On Aug 4, 2009, at 5:42 AM, Asiri Rathnayake wrote:
Hi
On Mon, Aug 3, 2009 at 10:31 PM, Fabio Mancinelli <
fabio.mancinelli(a)xwiki.com> wrote:
On Aug 3, 2009, at 6:27 PM, Asiri Rathnayake wrote:
While the
"every plugin could declare to be in a given category" is
easily casted to the Macro world, I am not sure how to translate
the
"every plugin is free to add new categories".
How about like this:
* Each macro has a getCategory() method.
* Macro manager calls this method and if the category is an existing
one, it
is put into that collection.
The problem with this is that a "category" is a data structure so
test
for equality could be problematic.
Imagine 3 macros return:
ID:category1
Name:Foo foo foo
Icon:foo.jpg
ID:category1
Name:Bar bar bar
Icon:bar.jpg
ID:category2
name:Foo foo foo
Icon:baz.jpg
How would you handle this?
My idea was to make a "category" not a data structure but a simple
string
only, I don't think there is a requirement for categories to be data
structures at this moment (IMHO).
As vincent suggested, getCategory() method of MacroDescriptor could:
1. Check if "org.xwiki.macro.<macro_name>.category" configuration
option is
set in xwiki.properties
2. If it is set, return that value.
3. Otherwise, return a default value
This would allow editing macro categories and arranging macros into
categories as admins prefer. I wonder what Guillaume thinks about
this :)
Few issues with this approach arises with
MacroManager::getCategories() &
MacroManager::getMacrosForCategory() method implementations.

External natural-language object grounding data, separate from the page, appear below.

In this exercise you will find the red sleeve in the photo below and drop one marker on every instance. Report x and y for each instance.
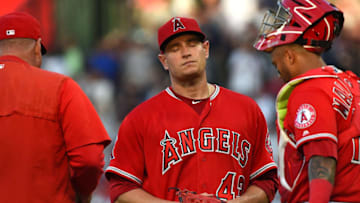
(120, 185)
(86, 164)
(84, 135)
(326, 148)
(79, 121)
(268, 182)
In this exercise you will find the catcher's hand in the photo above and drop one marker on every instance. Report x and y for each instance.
(186, 196)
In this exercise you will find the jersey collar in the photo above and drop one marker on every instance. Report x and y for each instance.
(212, 97)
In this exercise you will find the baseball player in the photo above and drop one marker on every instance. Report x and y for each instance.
(52, 140)
(318, 107)
(193, 135)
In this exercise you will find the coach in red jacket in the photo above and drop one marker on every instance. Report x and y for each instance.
(52, 140)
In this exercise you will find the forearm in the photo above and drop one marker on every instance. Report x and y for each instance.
(321, 178)
(253, 194)
(86, 168)
(139, 196)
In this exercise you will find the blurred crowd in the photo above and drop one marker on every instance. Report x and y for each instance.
(122, 69)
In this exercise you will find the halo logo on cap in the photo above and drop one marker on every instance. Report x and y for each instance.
(10, 32)
(178, 24)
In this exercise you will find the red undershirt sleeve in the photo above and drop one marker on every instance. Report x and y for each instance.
(120, 185)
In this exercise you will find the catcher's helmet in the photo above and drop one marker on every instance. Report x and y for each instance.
(311, 23)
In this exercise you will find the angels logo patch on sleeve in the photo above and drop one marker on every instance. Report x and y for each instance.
(305, 116)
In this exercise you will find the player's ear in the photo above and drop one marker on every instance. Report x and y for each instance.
(206, 46)
(290, 56)
(163, 60)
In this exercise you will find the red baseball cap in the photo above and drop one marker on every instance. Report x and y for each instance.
(176, 26)
(20, 25)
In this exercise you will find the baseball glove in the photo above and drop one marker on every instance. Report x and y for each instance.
(186, 196)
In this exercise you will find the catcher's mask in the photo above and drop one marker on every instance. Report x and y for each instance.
(310, 23)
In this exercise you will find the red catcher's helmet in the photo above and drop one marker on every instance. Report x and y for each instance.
(311, 23)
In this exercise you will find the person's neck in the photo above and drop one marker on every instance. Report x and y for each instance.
(311, 62)
(200, 90)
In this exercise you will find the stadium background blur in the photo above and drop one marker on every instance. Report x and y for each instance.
(110, 48)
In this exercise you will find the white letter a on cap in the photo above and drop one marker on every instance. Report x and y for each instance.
(177, 24)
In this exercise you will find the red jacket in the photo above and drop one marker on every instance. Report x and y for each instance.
(46, 124)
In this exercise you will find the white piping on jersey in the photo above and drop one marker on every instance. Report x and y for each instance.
(320, 135)
(168, 90)
(124, 173)
(212, 97)
(262, 169)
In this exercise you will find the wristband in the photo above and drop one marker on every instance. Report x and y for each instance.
(320, 191)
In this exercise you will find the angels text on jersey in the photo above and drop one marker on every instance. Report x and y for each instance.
(207, 141)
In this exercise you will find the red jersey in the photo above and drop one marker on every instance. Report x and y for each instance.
(46, 123)
(318, 114)
(165, 143)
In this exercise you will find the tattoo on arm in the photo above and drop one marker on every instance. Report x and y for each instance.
(322, 167)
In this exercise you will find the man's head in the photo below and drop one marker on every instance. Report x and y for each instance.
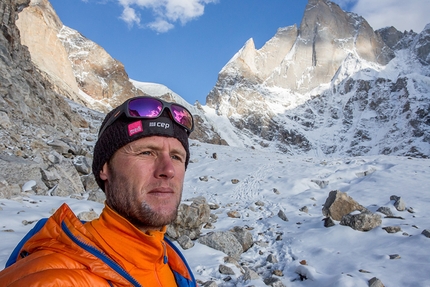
(140, 158)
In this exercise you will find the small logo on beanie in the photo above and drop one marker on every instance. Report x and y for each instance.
(159, 125)
(135, 128)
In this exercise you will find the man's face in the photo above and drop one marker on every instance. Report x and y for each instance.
(144, 180)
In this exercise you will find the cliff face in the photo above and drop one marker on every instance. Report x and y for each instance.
(302, 59)
(71, 62)
(27, 98)
(39, 131)
(331, 87)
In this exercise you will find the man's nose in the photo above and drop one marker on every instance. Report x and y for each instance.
(164, 167)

Since
we have
dynamic macro registrations (wiki macros), each of these methods
will have
to build the response by going through all the macros in the system.
This is not really a problem. 2 solutions:
1) cm.lookupList() is immediate and you just need to loop.

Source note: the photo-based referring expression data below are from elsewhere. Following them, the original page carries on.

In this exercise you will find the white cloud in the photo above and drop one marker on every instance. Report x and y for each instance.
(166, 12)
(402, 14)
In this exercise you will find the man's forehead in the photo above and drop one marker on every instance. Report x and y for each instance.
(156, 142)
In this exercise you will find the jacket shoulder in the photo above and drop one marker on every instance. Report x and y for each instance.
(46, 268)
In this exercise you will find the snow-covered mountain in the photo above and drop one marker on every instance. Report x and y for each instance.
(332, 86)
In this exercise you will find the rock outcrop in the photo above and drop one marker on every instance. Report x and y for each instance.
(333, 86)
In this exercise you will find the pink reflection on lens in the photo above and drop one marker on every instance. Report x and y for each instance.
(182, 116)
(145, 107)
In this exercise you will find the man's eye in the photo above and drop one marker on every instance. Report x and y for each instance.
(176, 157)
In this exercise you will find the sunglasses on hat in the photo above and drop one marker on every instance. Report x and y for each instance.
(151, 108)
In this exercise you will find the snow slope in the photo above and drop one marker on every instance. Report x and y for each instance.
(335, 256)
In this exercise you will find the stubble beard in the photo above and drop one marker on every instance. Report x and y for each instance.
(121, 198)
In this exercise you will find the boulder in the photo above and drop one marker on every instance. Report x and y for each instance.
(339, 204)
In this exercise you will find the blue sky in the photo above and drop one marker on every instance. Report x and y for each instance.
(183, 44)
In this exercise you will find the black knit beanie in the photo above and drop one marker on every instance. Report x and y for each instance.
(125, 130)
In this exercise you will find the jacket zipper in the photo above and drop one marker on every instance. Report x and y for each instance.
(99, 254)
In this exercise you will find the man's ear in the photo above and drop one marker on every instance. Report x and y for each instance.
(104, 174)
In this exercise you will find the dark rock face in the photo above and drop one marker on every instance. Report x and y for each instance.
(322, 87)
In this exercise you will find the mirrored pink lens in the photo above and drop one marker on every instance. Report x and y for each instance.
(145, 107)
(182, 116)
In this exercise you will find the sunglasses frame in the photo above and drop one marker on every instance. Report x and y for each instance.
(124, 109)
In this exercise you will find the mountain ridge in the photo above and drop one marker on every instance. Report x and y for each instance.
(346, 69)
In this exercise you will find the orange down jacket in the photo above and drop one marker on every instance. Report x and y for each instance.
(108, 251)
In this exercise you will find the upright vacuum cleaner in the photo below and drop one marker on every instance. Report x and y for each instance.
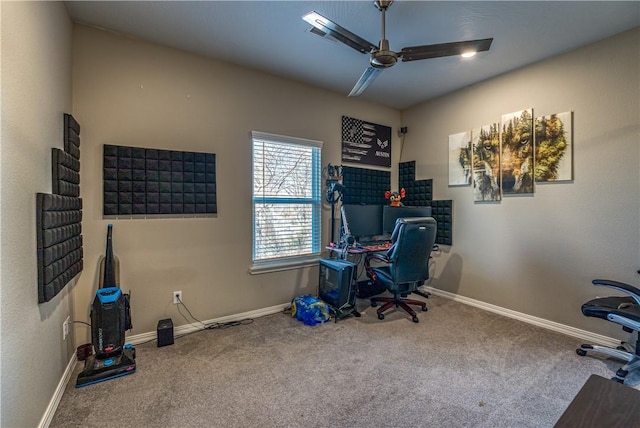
(110, 317)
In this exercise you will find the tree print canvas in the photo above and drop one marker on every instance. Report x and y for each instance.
(485, 143)
(460, 159)
(516, 156)
(554, 147)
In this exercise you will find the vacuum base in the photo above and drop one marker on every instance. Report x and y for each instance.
(96, 370)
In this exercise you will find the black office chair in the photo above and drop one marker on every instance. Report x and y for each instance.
(623, 310)
(406, 264)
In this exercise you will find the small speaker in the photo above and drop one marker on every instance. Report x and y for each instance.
(165, 332)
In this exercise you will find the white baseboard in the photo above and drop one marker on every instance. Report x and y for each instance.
(587, 336)
(57, 395)
(144, 337)
(190, 328)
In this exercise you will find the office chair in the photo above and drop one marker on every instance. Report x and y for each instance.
(406, 264)
(623, 310)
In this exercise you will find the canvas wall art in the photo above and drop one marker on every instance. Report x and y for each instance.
(485, 142)
(516, 154)
(554, 147)
(460, 159)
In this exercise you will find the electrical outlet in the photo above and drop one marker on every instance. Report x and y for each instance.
(65, 327)
(177, 297)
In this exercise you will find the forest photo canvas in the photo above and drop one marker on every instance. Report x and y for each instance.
(516, 156)
(554, 147)
(460, 159)
(485, 142)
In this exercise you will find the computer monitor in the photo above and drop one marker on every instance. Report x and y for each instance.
(362, 220)
(391, 214)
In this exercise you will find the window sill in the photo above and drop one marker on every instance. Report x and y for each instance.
(281, 265)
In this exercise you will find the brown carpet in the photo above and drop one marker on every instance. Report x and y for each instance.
(458, 367)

2) you can subscribe to Component Manager registrations events and
refresh a category cache when a new macro is registered/unregistered
-Vincent
- Asiri
> Imho, getCategory() should return a simple string that is an id of a
> category defined and stored in a "registry"
> The problem is how could a macro put a category inside this registry?
>
> Maybe at initialization time it could do store new categories in the
> registry (if it wants to do so) so that a subsequent call to
> getCategory would return an existing id.
>
> The registry could also be populated by default with a set of
> "standard" categories (maybe defined in some wiki pages).